Here are five ways the Wave Principle can benefit you and improve your trading:
- The Wave Principle identifies the trend.
- It identifies countertrend price moves within the larger trend.
- It determines the maturity of the trend.
- It provides high-confidence price targets.
- It provides specific points of invalidation.
How to trade using Elliot wave theory?
My best advice to you as you look for a trading opportunity is to start your search by asking the question, “Do I see a wave pattern I recognize?” You should look for one of the five core Elliott wave patterns: impulse wave, ending diagonal, zigzag, flat, or triangle.
Trading using Impulsive wave
Whenever an impulse wave is complete the trading technique is to enter on a break below the extreme of wave (iv) of 5 as shown in figure (9). Set the initial protective stop at the extreme of the price move.

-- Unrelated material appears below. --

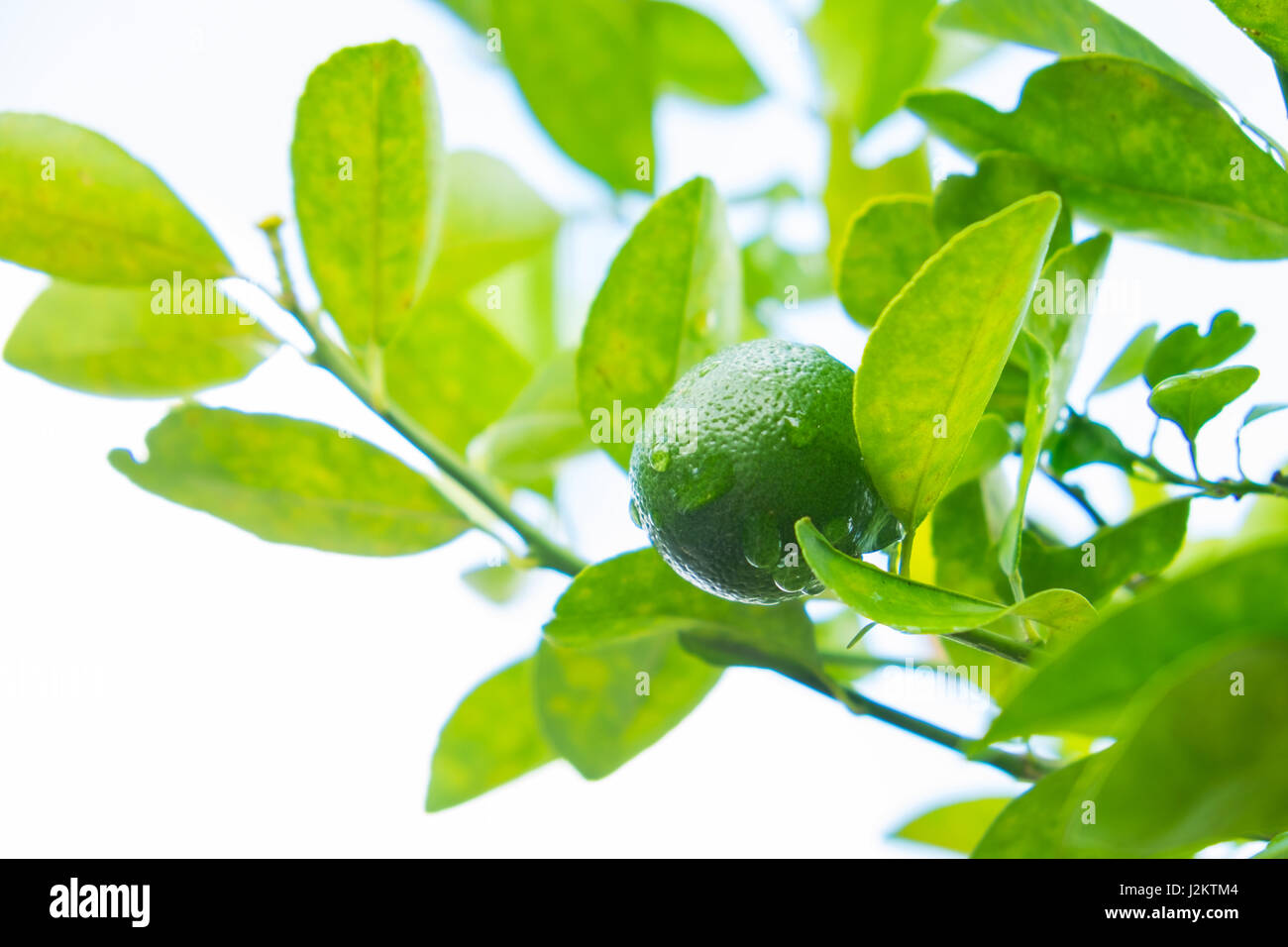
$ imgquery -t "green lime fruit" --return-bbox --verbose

Trading using Ending Diagonal
Wait for a break of the extreme of wave 4 before taking a position, and place the initial protective stop at the extreme of the price move as shown in figure (10)
Trading using Zigzag
Entering a trade during a zigzag is on a break of the extreme of wave [iv] of C, provided this level is beyond the termination of wave A as shown in figure (11)
Trading using Flat
The recommended entry technique is similar to that of an impulse wave: Wait until prices exceed the extreme of wave (iv) of C to enter a trade as shown in figure (12)
Trading using Triangle
A triangle is a sideways price move—typically bounded by converging trendlines—that subdivides into waves A, B, C, D, and E. The entry guideline is to wait for prices to break the extreme of wave D and place an initial protective stop where wave E terminates. As shown in figure (13)
As we have discussed above Elliott wave theory is open to interpretations in different ways by different traders, so are their patterns. Thus, traders should ensure that when they identify the patterns.